Habt Ihr auch Sauerbrut?

  • Hallo miteinander
     
    Ich lese schon seit geraumer Zeit Eure Forumsbeiträge, hatte aber bis jetzt noch keine Fragen oder Antworten beizusteuern. Ich bin ursprünglich aus Berlin, lebe aber seit 25 Jahren in der Schweiz und habe dieses Jahr mit der Imkerei begonnen. Wie es hier üblich ist, haben wir ein Bienenhaus erstellt für ca 20 Völker mit den typischen Schweizerkästen. Unseren ersten Schwarm, der nach 2 Wochen bereits auf 8 Waben sass, mussten wir wegen der Sauerbrut abschwefeln. Es war schrecklich. Die Sauerbrut ist das Thema in der Schweiz. es gibt Kantone, die bereits völlig entvölkert sind. Jetzt meine Frage: Habt Ihr das in Deutschland auch und wie geht Ihr damit um?

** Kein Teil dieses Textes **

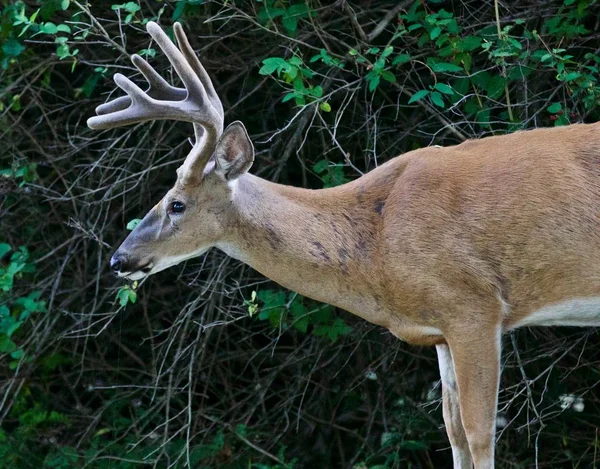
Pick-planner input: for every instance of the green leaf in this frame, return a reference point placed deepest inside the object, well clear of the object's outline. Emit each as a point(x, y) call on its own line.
point(374, 82)
point(440, 67)
point(133, 223)
point(321, 166)
point(435, 32)
point(123, 296)
point(436, 98)
point(4, 249)
point(387, 51)
point(388, 76)
point(401, 59)
point(418, 96)
point(48, 28)
point(443, 88)
point(132, 296)
point(554, 108)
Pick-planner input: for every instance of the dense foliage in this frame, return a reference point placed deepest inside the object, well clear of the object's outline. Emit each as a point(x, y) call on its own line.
point(208, 364)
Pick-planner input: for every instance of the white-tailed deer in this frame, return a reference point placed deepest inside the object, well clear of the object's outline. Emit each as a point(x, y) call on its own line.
point(442, 246)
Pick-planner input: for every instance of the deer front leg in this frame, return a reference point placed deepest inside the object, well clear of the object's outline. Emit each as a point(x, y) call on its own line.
point(451, 409)
point(476, 356)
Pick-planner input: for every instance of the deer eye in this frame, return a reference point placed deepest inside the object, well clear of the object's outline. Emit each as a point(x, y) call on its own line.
point(176, 207)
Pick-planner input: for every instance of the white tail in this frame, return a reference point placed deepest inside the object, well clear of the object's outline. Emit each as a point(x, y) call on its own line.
point(442, 246)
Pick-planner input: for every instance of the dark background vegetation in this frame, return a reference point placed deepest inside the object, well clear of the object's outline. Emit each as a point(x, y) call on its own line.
point(177, 373)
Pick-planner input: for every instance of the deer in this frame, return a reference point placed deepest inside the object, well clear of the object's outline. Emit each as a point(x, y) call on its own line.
point(443, 246)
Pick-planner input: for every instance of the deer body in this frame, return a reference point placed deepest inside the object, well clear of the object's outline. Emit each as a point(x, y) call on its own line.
point(442, 246)
point(513, 223)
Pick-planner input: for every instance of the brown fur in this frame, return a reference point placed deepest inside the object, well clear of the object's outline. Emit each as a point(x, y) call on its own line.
point(448, 246)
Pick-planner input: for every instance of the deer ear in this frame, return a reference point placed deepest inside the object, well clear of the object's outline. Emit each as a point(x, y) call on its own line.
point(234, 153)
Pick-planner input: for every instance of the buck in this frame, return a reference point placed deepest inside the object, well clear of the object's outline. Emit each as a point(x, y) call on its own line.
point(442, 246)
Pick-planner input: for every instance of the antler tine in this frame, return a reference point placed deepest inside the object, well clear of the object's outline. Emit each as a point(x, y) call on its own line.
point(194, 62)
point(159, 88)
point(197, 103)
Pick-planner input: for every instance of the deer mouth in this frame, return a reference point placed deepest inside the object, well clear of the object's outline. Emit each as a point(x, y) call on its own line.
point(138, 274)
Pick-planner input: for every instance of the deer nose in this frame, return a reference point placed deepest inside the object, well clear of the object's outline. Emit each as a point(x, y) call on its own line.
point(117, 262)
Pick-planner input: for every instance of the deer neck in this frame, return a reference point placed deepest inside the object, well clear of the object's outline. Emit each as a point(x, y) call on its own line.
point(319, 243)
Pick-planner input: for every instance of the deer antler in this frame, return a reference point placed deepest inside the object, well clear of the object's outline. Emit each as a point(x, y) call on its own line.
point(197, 103)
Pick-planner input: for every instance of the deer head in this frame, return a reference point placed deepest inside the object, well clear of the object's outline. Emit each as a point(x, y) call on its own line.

Hier war diese Krankheit in den 60iger Jahren bereits ein Thama, damals wurde sie mit Antibiotika behandelt. Das ist jetzt verboten. Wie handhabt Ihr das?
    Ich danke Euch herzlich für Eure Antworten
     
    Susanne

  • Hallo Susanne,


    ohne den Beitrag gelesen zu haben dachte ich mir: der Beitrag muss aus der Schweiz kommen. In keinem mir bekannten Land gibt es solche Probleme damit, quasi an der Tagesordnung. In D ist nur die Faulbrut ein Thema, und das glücklicherweise auch nur immer sehr eingeschränkt, örtlich bezogen. Sauerbrut hatte ich als Gesundheitswart noch nie.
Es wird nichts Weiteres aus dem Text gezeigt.